Was heute ausgesprochen gut organisiert daherkommt, begann mit improvisierten Kursen in Zeltlagern und Jugendherbergen. Der erste zehntägige Vipassana-Kurs in Deutschland wurde 1983 in Eschwege bei Kassel durchgeführt. In den 1990er-Jahren fand die wachsende deutsche Vipassana-Gemeinde Heimat in Bad Herrenalb im Nordschwarzwald. Im Jahr 2002 wurde das Zentrum Dhamma Dvara im sächsischen Vogtland eingeweiht. Heute finden in diesem Zentrum und in angemieteten Herbergen und Seminarzentren deutschlandweit mehr als 30 Kurse pro Jahr statt, zählt man den gesamten deutschen Sprachraum sowie deutsche Kurse in Polen und Belgien mit, sind es über 50. Es sind Angebote, an denen niemand auch nur einen Cent verdient.

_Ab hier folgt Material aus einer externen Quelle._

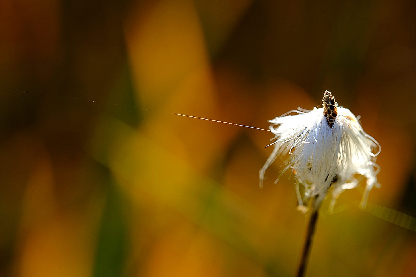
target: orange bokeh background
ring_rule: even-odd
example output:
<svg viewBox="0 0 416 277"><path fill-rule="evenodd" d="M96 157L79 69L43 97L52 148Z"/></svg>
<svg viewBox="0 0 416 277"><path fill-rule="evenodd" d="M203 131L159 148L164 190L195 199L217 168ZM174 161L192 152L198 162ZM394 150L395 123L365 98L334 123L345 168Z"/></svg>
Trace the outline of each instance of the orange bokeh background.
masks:
<svg viewBox="0 0 416 277"><path fill-rule="evenodd" d="M4 0L0 276L293 276L307 218L281 162L258 188L272 134L171 113L267 129L325 90L381 145L369 202L416 216L415 12ZM307 276L416 275L416 219L363 190L324 203Z"/></svg>

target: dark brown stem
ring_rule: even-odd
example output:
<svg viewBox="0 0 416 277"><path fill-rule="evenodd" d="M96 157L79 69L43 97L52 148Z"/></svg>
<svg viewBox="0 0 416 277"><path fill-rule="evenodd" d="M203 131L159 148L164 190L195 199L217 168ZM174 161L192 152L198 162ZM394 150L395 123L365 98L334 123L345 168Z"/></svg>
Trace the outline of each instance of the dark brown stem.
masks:
<svg viewBox="0 0 416 277"><path fill-rule="evenodd" d="M315 230L316 229L316 223L318 222L318 211L319 210L319 207L316 207L315 205L320 206L315 202L317 197L317 196L315 196L312 199L312 213L311 214L310 218L308 224L305 243L303 245L302 255L300 258L300 262L297 269L297 274L296 275L297 277L303 277L305 275L311 249L312 248L312 245L313 244L314 235L315 234Z"/></svg>

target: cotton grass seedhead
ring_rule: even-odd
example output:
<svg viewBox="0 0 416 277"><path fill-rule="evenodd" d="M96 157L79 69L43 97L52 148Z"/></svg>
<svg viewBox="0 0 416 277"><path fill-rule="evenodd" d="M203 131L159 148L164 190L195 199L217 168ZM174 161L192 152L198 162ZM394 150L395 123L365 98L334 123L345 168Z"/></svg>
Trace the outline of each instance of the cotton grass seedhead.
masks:
<svg viewBox="0 0 416 277"><path fill-rule="evenodd" d="M341 192L358 186L363 178L366 180L364 206L369 192L379 186L376 176L379 168L375 161L380 145L364 132L349 110L338 106L328 91L322 105L307 112L291 111L269 121L275 136L268 146L275 148L260 170L260 186L266 169L280 157L285 162L282 174L291 169L297 186L300 183L304 186L305 198L314 198L314 208L328 193L332 197L330 206L333 207ZM289 114L293 113L297 114ZM297 186L296 190L300 207L304 208Z"/></svg>

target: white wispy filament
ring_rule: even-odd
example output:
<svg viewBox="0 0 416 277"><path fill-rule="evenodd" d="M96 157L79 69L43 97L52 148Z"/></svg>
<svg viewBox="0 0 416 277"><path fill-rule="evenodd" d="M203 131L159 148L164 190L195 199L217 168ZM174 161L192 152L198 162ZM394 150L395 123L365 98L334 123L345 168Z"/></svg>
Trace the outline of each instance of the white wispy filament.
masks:
<svg viewBox="0 0 416 277"><path fill-rule="evenodd" d="M379 186L376 175L379 168L375 161L380 145L364 132L349 110L338 106L327 91L324 99L328 96L334 103L335 112L334 105L331 109L332 115L326 109L324 101L324 108L315 107L308 112L292 111L289 113L297 114L287 113L269 121L273 124L270 128L275 135L270 145L275 148L260 170L260 185L266 169L280 157L285 162L282 172L290 169L296 185L300 183L304 186L306 198L314 198L314 209L329 193L332 195L331 206L333 207L341 193L358 185L360 180L357 178L360 176L366 180L361 203L364 206L369 192ZM305 208L298 187L296 190L300 207Z"/></svg>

Viele östliche Schulen, die ihren Weg in den Westen fanden, machten sich von ihren ursprünglichen Lehrern schon bald unabhängig. Im Unterschied dazu hat die Linie nach S. N. Goenka das Erbe des Lehrers sorgfältig bewahrt. Die Tradition legt Wert darauf, Goenkas Didaktik nicht zu verändern. Noch immer werden in den Kursen Audio- und Videotapes abgespielt, die Goenka in den 1990er-Jahren zeigen. Der Aktualität tut dies bislang keinen Abbruch. Die Aufnahmen ermöglichen es, Kurse überall auf der Welt in gleicher Weise abhalten zu können. Die Rolle des Lehrers ist daher in dieser Tradition eine sehr bescheidene. Wer nach einem Guru sucht, wird hier enttäuscht. S. N. Goenka starb im Jahr 2013, er benannte keinen Nachfolger. Sein Erbe ist eine echte Erfolgsstory: Aus einer vergessenen Tradition machte er einen Exportschlager, eine zeitgemäße Laienbewegung, die jedes Jahr aufs Neue mehr Menschen erreicht und deren Leben sie positiv verändert.